Hidrojen Bombası Testi Beklenenden Şiddetli Oldu
Bravo testi, ABD'nin patlattığı ilk hidrojen bombası değildi. O bomba Kasım 1952'de Marshall Adaları'ndaki Enewak Adası'na atılan Ivy Mike'tı. Ancak Bikini Adası'ndaki Bravo testi silah olarak kullanılabilecek kadar küçük ilk termonükleer silahtı. Tasarımcıları teknolojik bir ilki başarmış olsa da, füzyon yakıtının yaratacağı verimin boyutunu büyük ölçüde küçümseyerek kritik bir hata yaptılar.
10.600 kiloluk cihaz 1 Mart 1954'te patlatıldığında planlanandan üç kat büyük 15 megatonluk bir patlama üretti. Patlama o kadar güçlüydü ki, atoldeki adalardan üçünü buharlaştırdı ve lagünün dibinde 1,6 km genişliğinde krater yarattı.
2017'de bomba patlamasının havaya 216 Empire State Binası'na eşdeğer enkaz fırladığı tahmin edilmiştir. Patlamanın yaydığı radyoaktif enkaz, 130 km uzakta bulunan bir Japon balıkçı teknesindeki 23 mürettebatın yanı sıra Rongelap ve Utirik atoll sakinlerine radyasyon yaydı. Japon teknesinden bir mürettebat olan Kuboyama Aikichi, altı ay sonra 40 yaşında öldü. Aikichi'ye otopsi yapan Japon doktorlar, ölüm nedeni olarak radyasyon hastalığını gösterdiler.
Bikini Adası'na Atılan Bombaların Tuhaf Adları
1950'lerde Bikini Adası'na atılan hidrojen bombalarının tuhaf adları vardı. Bravo testinin nükleer cihazı 10.600 kg ağırlığında olmasına rağmen "Karides" olarak adlandırıldı. Bravo'dan birkaç hafta sonra yapılan Romeo testinde "Bücür I" olarak adlandırılan daha da büyük bir bomba kullanıldı. Diğer bombaların "Morgenstern" ve "Çalar Saat" gibi takma adları vardı.
Bikini Atolü Hala Yerleşime Uygun Değil
Bikini Atolü'nün sakinleri 1946'da adadan taşınırken geri dönebilecekleri sözü verilmişti.
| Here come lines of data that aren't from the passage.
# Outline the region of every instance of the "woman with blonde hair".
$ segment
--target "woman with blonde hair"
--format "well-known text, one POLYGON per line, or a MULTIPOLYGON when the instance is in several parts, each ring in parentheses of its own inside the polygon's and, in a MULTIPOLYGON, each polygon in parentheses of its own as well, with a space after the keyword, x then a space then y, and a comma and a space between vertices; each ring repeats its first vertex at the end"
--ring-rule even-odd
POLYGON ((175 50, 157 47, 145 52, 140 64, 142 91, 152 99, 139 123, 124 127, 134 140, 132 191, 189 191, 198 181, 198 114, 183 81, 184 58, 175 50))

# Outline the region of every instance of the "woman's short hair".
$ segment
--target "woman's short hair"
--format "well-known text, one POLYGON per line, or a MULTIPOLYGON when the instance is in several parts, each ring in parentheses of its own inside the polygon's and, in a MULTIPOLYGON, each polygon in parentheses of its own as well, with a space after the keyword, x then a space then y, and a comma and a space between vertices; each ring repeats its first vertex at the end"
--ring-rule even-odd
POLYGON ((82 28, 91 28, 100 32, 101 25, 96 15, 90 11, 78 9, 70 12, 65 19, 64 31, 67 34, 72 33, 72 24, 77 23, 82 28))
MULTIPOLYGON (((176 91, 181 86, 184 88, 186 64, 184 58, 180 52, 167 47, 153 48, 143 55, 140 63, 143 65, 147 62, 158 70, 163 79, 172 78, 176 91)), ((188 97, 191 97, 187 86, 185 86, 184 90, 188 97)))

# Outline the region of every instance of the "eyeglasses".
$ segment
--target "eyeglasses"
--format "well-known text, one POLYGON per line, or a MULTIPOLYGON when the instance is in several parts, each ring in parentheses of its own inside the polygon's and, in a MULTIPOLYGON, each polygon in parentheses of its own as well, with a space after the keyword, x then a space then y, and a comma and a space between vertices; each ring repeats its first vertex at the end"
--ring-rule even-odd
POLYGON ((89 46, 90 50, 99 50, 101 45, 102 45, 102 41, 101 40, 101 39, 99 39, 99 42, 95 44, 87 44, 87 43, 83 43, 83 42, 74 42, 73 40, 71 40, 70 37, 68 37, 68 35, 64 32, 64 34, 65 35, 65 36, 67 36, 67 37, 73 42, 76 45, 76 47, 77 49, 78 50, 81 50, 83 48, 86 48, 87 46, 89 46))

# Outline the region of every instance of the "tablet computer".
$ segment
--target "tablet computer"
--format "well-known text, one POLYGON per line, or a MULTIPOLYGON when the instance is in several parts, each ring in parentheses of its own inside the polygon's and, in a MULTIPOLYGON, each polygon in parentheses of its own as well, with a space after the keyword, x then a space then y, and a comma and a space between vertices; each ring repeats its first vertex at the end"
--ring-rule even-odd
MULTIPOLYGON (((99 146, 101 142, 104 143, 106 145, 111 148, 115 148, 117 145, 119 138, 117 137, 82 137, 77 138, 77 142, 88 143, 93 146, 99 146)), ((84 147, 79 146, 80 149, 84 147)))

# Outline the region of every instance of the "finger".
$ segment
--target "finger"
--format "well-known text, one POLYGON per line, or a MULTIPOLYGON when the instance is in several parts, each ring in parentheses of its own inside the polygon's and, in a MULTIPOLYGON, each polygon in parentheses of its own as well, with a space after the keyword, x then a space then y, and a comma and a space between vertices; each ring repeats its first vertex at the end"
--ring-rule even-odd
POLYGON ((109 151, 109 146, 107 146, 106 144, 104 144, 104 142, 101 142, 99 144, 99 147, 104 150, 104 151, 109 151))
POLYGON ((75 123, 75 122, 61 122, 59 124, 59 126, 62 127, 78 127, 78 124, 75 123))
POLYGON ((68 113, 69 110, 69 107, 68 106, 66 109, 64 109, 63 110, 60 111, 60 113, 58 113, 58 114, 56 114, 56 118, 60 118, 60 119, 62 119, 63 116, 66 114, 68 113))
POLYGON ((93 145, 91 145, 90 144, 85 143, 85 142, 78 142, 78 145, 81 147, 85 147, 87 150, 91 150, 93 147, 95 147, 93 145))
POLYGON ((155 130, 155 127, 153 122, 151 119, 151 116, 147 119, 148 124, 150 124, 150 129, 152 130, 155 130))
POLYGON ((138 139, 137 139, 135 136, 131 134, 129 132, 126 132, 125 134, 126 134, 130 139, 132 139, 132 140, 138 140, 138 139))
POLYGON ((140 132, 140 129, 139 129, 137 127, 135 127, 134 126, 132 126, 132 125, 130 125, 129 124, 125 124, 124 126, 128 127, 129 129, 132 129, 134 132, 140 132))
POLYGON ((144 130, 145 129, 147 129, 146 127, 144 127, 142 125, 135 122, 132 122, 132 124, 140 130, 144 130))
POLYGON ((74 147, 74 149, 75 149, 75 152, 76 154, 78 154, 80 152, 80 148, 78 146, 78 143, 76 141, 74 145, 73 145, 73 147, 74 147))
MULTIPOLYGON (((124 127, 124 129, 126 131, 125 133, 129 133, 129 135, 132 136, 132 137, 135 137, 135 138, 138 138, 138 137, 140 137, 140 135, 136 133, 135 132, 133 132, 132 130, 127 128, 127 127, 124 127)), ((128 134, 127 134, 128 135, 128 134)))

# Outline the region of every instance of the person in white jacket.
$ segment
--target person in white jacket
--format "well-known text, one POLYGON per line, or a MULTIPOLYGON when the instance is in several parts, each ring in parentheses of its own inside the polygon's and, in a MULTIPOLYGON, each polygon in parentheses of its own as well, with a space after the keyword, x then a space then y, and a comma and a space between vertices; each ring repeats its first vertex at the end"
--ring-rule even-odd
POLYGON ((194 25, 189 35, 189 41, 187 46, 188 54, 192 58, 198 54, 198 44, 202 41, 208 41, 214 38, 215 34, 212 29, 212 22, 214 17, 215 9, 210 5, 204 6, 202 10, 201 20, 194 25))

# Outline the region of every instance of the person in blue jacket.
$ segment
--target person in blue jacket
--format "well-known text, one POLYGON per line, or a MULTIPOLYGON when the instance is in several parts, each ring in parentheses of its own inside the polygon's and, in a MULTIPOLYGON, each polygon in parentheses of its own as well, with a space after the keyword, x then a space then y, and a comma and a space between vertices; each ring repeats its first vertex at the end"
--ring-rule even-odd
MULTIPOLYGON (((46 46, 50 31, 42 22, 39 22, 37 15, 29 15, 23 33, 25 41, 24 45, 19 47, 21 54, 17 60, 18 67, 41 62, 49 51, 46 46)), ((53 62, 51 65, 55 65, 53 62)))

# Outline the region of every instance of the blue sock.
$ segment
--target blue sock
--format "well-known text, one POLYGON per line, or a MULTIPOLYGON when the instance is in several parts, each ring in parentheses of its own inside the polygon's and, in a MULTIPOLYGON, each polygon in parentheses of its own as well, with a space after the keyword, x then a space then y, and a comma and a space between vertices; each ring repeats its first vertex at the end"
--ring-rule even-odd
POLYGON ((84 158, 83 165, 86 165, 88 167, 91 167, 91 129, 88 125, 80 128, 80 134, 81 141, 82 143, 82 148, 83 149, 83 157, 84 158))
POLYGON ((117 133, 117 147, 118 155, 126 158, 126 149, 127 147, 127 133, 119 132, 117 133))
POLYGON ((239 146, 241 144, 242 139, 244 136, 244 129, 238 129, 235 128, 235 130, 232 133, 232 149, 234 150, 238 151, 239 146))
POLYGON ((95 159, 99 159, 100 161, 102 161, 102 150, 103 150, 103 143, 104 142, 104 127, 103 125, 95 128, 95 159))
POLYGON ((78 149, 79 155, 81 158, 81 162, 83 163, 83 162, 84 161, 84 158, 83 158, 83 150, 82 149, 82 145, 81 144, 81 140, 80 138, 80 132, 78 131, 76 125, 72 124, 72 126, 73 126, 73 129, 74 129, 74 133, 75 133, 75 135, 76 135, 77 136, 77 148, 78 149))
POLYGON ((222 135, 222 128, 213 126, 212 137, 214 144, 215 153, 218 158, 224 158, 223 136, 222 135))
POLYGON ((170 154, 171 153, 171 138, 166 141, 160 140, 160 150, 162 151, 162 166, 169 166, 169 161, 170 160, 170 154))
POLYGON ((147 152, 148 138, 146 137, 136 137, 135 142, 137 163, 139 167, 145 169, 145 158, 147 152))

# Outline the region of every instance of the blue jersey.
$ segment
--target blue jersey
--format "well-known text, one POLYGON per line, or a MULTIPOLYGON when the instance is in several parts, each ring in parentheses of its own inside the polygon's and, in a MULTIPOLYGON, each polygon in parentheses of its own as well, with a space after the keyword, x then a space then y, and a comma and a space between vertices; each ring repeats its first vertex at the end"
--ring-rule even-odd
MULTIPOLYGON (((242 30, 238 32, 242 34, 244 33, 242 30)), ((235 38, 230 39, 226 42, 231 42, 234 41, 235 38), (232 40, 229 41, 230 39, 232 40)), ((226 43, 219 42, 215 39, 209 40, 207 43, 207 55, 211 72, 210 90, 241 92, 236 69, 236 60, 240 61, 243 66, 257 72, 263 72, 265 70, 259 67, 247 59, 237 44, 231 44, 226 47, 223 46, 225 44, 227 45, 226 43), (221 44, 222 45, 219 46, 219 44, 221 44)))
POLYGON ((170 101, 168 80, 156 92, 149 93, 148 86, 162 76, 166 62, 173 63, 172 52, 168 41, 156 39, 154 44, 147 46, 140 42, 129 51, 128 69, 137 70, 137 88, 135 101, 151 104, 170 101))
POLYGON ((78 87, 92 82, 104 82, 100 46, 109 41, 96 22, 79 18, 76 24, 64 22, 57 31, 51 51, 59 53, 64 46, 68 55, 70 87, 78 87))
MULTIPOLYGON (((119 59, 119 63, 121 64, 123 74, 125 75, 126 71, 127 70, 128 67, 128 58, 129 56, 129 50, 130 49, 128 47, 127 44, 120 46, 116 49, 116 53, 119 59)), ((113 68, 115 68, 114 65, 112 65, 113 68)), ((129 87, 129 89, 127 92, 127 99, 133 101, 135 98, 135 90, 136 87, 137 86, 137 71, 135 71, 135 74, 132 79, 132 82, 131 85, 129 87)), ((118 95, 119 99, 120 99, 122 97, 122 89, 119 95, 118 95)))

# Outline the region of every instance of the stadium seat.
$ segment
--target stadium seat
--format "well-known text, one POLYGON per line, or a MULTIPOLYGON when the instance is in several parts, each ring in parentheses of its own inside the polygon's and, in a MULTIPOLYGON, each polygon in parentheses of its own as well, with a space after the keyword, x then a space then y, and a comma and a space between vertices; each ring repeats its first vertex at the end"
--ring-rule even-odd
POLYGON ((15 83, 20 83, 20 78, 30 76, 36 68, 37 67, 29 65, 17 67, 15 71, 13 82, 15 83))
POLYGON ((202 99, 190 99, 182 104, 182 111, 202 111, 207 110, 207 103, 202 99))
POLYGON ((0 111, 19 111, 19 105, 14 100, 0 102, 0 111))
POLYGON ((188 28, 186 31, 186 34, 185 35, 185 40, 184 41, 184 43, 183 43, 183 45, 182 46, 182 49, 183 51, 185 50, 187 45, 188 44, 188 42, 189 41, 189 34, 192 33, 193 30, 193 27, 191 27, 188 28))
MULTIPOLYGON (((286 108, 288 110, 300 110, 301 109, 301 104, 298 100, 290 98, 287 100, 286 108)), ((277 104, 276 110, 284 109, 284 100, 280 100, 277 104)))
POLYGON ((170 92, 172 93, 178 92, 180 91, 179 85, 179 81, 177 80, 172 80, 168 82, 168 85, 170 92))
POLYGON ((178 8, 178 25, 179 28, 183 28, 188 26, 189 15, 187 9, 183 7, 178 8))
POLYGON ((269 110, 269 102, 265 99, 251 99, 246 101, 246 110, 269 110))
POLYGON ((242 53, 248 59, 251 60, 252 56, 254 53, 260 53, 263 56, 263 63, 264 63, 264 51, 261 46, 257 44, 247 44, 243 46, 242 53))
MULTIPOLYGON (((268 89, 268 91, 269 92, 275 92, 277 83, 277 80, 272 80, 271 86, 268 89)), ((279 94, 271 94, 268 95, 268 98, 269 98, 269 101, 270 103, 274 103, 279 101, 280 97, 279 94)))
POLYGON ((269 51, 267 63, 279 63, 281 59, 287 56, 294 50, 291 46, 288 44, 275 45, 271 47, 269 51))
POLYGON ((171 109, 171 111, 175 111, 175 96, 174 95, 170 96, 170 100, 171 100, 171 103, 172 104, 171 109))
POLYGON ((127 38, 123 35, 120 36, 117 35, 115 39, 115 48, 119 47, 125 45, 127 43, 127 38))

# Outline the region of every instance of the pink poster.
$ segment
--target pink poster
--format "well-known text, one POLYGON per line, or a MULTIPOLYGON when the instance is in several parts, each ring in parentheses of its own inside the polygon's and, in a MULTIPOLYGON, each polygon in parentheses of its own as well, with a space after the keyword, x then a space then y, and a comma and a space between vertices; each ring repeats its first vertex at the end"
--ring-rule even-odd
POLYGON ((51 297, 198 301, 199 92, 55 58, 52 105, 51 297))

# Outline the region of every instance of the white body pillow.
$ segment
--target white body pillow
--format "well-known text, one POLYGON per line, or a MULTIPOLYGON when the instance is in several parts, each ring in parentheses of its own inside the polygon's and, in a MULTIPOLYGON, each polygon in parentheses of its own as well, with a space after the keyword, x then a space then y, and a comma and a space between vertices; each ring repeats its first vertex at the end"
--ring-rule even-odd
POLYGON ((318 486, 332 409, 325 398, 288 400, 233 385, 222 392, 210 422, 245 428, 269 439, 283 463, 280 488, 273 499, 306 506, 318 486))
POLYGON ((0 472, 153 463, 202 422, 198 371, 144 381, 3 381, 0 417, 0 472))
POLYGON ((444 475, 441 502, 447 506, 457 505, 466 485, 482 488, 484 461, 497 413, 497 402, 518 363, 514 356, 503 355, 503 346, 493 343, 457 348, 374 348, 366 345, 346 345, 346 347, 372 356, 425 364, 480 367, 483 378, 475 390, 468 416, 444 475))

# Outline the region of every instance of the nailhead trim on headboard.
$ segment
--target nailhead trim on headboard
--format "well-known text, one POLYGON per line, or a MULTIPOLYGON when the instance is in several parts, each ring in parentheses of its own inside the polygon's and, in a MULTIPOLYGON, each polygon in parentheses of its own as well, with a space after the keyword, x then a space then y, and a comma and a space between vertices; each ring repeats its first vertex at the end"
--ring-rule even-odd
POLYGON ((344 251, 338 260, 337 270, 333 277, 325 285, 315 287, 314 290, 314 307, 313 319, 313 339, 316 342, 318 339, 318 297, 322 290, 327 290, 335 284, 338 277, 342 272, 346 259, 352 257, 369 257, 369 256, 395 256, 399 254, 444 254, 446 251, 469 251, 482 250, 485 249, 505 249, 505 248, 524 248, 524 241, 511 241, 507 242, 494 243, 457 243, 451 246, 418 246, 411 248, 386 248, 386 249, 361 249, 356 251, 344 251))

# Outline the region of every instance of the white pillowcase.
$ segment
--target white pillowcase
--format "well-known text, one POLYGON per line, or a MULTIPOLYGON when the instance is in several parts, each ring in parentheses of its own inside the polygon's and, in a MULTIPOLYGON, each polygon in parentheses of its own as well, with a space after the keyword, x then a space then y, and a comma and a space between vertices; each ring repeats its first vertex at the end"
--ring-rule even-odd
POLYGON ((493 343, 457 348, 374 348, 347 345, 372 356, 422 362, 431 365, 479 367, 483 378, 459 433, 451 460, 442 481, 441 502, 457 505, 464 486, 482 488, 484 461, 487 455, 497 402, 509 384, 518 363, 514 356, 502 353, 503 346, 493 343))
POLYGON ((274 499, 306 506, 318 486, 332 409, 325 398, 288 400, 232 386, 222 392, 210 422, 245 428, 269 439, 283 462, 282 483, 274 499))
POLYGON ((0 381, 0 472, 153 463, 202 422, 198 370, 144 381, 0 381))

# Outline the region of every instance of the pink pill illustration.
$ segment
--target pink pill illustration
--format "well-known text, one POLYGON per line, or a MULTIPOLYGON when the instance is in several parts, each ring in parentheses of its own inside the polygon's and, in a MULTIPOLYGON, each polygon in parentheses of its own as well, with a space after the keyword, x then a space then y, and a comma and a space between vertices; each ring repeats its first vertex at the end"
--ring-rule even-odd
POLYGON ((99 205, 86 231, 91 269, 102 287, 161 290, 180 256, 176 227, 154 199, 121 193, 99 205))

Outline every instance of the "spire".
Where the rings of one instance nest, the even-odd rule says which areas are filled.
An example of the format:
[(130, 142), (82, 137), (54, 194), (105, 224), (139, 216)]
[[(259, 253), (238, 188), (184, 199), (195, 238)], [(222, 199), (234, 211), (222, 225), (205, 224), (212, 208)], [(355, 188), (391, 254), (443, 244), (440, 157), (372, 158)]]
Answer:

Ancak onlar Marshall Adaları'ndaki diğer adalara taşındılar. Nüfusun çoğu iki yıl boyunca sürekli açlıkla karşı karşıya kaldıkları 175 km ötedeki Rongerik Adası'na taşınmış ve uygun bir konut inşa edilmeden askeri çadırlarda yaşamaya bırakılmıştı.
1960'ların sonlarında ABD Bikini Atolü'nün insan yerleşimi için tekrar güvenli olduğunu ilan etti ve bazı eski sakinlerin dönmesine izin verdi. Ancak on yıl sonra yapılan bir çalışma geri dönenlerin vücutlarındaki Sezyum-137 seviyelerinin yüzde 75 arttığını gösterince ada yeniden yerleşime kapatıldı.
Bikini sakinleri, bu kez 720 km uzaklıktaki Kili Adası'na yerleştirildi. Bilim adamları Bikini Atolü'ne dönmenin hala güvenli olmadığını söylüyor. Yiyeceklerdeki Sezyum-137 seviyeleri, arka plan gama radyasyonu ve toprak ve okyanus tortusunda çeşitli izotopların varlığı Bikini Adası'nı yaşanılmaz kılar.
2010 yılında UNESCO, Bikini Atolü'nü nükleer silahların korkunç gücünü ve insanlık üzerindeki etkilerini hatırlatmak için Dünya Mirası Alanı ilan etti.